部長と私の秘め事

お泊まりの終わり

 ボストンバッグに入っていた、元々自分が持っている服に着替えようとすると、「せめて今着ている服だけでもつれて行って」と言われる。

 一瞬躊躇したけど、見るからにブランド物! じゃない、シンプルなTシャツとジーンズなので、ありがたくそうさせてもらった。

「家まで送っていくよ」

「いいんですか?」

 目を瞬かせると、涼さんは「勿論」と笑って車のキーを手に取る。

「じゃあ、お世話になりました」

 玄関でペコリと頭を下げると、涼さんに「これ、持って行って」とブランド物のショッパーを見せられる。

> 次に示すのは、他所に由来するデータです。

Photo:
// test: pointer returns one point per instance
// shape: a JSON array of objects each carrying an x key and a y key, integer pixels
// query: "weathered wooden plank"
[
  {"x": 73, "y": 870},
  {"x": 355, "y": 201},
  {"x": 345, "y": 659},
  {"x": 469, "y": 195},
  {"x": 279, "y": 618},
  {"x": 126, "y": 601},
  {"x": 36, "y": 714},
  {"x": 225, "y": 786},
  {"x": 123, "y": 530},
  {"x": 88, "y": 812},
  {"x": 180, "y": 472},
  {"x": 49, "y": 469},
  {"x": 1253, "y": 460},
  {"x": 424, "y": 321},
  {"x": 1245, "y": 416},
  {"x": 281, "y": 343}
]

 中を見ると、お風呂に入る時に使わせてもらったボディケア類、それに基礎化粧品やコスメがぎっしり入っている。

「俺の家で使う分はまだあるし、ぜひ普段から使ってほしいんだ。車まで持っていくよ」

「あー……、ありがとうございます」

 確かに沢山の服は家に持っていけないけど、多少のコスメならなんとかなるかもしれない。

 それにずっと使っていたファンデーションやアイシャドウが、そろそろ底見えしていたので、次があるのはありがたい。

「お泊まりは週末って言ったけど、気軽に夕ご飯とか食べに来てよ。食材はたっぷりあるし、冷蔵庫の中にある作り置きを勝手に食べてもいいし」

「勝手に人の家に上がって、冷蔵庫の中身をあさる人にはなりたくありませんよ」

 思わず言い返すと、涼さんはまたショボン……としてしまった。すまない。





 六本木のマンションから東十条にある私の賃貸アパートまで、車で三十分ほどの道のりだった。

「ここかぁ……」

 涼さんは商店街の近くにある、年期の入った三階建ての建物を見上げ、吐息混じりに言う。

 ……うん、何を言われなくても、彼の言いたい事は分かる。

 彼が住んでいる物凄いマンションに比べて、セキュリティはザルだし、色々言いたい事があるのは分かる。

「今度、家の中を片づけたあとなら来てもいいですよ」

「分かった!」

 そう言うと、涼さんはパッと笑顔になり、私を抱き締めてきた。

「またね、恵ちゃん」

「はい。色々お世話になりました」

 挨拶をしたあと、涼さんはもう一度私をギュッと抱き締めてから、路駐していた車に乗って走り去っていった。



**



「あっ、恵からメッセだ」

 リビングでゴロゴロしていたら、ピコンとスマホが鳴り、私は飛び起きる。

 尊さんはキッチンでお昼の準備をしていて、手伝うと言ったけれど「簡単な物だからいいよ」と断られてしまった。

【ただいま。やっと家に帰った。セレブの家と自分の家とのギャップが酷くてクラクラする】

 彼女らしいメッセージを見て、私は思わず笑顔になる。

【うまくいきそう?】

【涼さんはすぐにでも同棲したがってる。ご家族にも会わせたいと言ってて、気持ちはありがたいけど急展開すぎて。自分としても気持ちが盛り上がってしまっていて、今は冷静な判断がくだせないと思ったから、一旦逃げ帰ってきた】

 確かに恵の言う事には一理ある。

【それでいいと思うよ。会社で働いていつも通りに過ごして、日常に戻ってから冷静に考えてみるのもアリなんじゃないかな。私もランドに行って『わーっ!』となっちゃったけど、シラフでラビティーカチューシャは被れないわ】

【マジそれな】

 ランドでの高揚感、魔法にかかった感は凄い。

【朱里先輩、今度恋バナ聞いてよ】

【勿論! エミリさんと春日さんも召喚しちゃう?】

【そういえば春日さん、神くんとどうなったか気になるね。よし! 女子会だーっ!】

 恵は某有名ロックバンドの曲名のように宣言し、キャラクターがドラムを叩きまくっている動くスタンプを送ってくる。

「朱里、飯」

 その時、キッチンから尊さんの声がし、私は「はーい」と返事をする。

【ご飯食べてくるね。恵もちょっとゆっくり休みなよ】

【分かった】

 そのあと、私は二人にも連絡しておく旨を伝え、一旦メッセージを終えた。